Calls involving mental health emergencies, especially suicidal ideation calls, are challenging for EMS. While EMS is trained to assess and treat illness, there is little we can physically do for these patients beyond assessment and transport to a facility that handles mental health emergencies. While this may frustrate some providers, it also poses a great opportunity to provide reassurance, encouragement, and support for patients having suicidal ideation both on the scene and during transport by using effective listening skills and engagement strategies.  

Sidebar: The COVID Effect on Suicide

A recent study out of Detroit found that surprisingly, despite the COVID pandemic and accompanying anxiety many expected others to have, there was not an uptick in suicide and attempted suicide calls to EMS during the pandemic.4 While the study was limited, it noted that “while the results…did not find an increase in 9-1-1 [suicide attempt] calls for service during the height of the COVID-19 pandemic, [agencies] should not assume that all is well in their communities. In fact, the opposite may be true, given the heightened levels of unemployment, anxiety, isolation, and depression that many citizens report.”

References

1. World Health Organization. Mental Health and Substance Use: Suicide Data, www.who.int/teams/mental-health-and-substance-use/suicide-data.

2. National Council for Behavioral Health. What is ALGEE? www.thenationalcouncil.org/wp-content/uploads/2013/10/NC-Mag-MHFA-Origami-Insert.pdf?daf=375ateTbd56.
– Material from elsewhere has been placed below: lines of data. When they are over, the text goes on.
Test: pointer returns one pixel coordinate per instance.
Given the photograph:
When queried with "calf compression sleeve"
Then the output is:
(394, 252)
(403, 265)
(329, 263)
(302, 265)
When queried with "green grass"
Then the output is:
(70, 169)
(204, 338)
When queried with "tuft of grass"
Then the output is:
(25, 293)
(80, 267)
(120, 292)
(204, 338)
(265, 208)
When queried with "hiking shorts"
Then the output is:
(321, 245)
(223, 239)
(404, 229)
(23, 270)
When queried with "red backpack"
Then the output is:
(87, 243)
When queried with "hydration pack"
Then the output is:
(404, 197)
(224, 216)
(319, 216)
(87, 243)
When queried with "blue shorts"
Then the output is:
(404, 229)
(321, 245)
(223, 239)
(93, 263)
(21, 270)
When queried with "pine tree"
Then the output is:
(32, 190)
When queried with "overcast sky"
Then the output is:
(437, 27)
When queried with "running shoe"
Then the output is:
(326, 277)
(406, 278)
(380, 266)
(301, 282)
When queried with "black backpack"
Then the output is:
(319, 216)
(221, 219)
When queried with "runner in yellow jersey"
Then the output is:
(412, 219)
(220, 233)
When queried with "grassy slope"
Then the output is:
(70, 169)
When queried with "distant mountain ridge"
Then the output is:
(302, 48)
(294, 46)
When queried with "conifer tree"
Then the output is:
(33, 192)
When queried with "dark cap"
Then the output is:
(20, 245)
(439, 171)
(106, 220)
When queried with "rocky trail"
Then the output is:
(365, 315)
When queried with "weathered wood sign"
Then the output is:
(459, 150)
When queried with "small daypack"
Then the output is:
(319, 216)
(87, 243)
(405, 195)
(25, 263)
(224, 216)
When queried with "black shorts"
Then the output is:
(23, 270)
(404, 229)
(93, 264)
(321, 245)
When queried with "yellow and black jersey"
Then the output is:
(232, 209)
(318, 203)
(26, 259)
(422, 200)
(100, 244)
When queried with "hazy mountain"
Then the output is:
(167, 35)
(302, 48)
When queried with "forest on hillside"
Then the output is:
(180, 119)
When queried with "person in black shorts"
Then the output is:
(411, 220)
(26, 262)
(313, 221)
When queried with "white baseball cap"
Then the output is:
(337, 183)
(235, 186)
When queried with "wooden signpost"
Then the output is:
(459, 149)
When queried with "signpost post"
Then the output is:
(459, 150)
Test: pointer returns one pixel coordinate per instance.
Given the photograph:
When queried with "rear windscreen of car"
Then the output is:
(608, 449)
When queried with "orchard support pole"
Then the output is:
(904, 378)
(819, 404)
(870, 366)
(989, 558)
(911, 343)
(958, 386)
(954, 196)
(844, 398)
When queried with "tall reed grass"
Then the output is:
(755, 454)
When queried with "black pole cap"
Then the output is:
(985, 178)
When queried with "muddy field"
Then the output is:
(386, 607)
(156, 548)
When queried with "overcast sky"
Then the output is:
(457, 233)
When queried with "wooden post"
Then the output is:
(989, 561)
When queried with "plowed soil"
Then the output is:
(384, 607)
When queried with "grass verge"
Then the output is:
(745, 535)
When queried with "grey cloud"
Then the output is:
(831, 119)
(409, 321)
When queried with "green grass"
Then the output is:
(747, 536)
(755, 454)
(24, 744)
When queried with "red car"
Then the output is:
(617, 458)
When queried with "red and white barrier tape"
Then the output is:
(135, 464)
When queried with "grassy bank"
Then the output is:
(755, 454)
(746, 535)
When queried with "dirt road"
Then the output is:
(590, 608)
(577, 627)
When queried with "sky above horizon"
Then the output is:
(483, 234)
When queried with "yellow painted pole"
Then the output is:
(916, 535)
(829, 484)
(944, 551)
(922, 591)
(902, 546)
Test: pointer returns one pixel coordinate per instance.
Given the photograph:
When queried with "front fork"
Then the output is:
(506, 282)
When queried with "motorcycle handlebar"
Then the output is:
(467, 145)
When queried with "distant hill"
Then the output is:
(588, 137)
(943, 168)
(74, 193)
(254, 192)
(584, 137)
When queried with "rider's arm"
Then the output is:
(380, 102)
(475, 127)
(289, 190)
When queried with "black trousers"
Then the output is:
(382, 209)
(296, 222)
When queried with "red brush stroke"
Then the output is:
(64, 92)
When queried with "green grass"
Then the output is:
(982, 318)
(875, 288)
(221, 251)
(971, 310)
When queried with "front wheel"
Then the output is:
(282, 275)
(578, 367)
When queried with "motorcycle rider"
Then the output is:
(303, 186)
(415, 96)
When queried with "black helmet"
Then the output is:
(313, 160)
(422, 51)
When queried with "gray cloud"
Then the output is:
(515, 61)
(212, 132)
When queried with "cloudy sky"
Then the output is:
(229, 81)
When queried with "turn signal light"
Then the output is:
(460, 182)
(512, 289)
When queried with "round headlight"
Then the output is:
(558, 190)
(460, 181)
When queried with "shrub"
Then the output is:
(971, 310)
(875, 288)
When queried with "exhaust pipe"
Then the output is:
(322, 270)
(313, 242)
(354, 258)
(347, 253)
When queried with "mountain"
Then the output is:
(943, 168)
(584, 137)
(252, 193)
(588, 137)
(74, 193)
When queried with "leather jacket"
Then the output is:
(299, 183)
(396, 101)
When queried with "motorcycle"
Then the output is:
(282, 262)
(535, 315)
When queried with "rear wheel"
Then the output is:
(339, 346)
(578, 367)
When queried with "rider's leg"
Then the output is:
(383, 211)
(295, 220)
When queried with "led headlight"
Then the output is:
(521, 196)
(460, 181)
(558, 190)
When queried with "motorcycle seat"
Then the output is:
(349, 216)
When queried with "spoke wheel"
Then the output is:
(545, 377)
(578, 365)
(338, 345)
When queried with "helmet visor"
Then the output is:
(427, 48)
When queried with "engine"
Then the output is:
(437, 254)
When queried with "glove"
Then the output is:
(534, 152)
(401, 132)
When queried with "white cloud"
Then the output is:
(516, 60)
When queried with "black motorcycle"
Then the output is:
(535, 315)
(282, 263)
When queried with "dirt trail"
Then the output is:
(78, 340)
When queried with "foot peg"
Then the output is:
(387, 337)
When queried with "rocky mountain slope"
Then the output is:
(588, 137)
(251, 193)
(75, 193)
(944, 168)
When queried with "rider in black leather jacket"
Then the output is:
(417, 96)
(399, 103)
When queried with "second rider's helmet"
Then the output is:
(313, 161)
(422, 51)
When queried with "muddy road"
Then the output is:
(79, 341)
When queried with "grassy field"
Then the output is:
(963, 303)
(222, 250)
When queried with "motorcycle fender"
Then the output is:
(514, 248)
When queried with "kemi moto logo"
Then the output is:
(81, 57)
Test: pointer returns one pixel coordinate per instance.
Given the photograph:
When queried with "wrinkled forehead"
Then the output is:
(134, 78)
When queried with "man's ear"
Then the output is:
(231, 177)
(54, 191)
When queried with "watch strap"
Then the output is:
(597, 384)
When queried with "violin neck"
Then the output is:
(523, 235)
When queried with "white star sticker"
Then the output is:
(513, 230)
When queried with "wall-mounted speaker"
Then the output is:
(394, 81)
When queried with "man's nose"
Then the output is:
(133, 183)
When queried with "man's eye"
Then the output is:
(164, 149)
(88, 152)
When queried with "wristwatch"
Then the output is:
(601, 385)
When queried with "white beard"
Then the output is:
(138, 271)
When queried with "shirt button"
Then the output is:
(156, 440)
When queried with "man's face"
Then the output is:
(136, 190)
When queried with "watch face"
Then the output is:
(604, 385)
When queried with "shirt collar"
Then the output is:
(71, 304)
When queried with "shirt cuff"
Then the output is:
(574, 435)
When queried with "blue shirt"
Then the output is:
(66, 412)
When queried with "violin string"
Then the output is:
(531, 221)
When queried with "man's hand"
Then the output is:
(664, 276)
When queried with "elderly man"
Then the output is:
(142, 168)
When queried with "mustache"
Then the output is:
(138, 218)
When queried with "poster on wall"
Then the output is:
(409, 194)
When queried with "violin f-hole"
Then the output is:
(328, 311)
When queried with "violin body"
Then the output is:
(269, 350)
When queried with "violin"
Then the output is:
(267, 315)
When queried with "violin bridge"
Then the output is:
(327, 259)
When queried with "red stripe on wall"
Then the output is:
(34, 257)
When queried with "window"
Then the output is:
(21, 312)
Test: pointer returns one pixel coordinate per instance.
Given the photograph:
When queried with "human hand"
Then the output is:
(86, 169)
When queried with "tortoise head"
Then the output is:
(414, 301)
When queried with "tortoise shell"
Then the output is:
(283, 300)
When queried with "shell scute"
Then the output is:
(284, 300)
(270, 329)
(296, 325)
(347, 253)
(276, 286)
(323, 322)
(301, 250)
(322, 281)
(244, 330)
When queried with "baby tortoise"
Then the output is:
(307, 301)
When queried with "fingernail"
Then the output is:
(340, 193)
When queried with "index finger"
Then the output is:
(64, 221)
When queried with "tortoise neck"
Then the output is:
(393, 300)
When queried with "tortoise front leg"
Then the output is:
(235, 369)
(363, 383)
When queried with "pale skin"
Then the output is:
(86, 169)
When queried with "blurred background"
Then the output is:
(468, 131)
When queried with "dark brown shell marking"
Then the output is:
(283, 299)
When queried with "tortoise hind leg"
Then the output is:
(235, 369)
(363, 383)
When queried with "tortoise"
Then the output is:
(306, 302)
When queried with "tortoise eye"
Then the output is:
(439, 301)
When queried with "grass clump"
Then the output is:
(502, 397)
3. Training Institute for Suicide Assessment & Clinical Interviewing. Archive for the Resources Category, https://suicideassessment.com/resources/.

4. Lersch KM. COVID-19 and Mental Health: An Examination of 911 Calls for Service. Policing, 2020 Dec; 14(4): 1,112–26; https://academic.oup.com/policing/article/14/4/1112/5881455.

Barry Bachenheimer, EdD, NREMT/FF, has more than 35 years in EMS and fire as a provider and instructor. He is a frequent contributor to EMS World.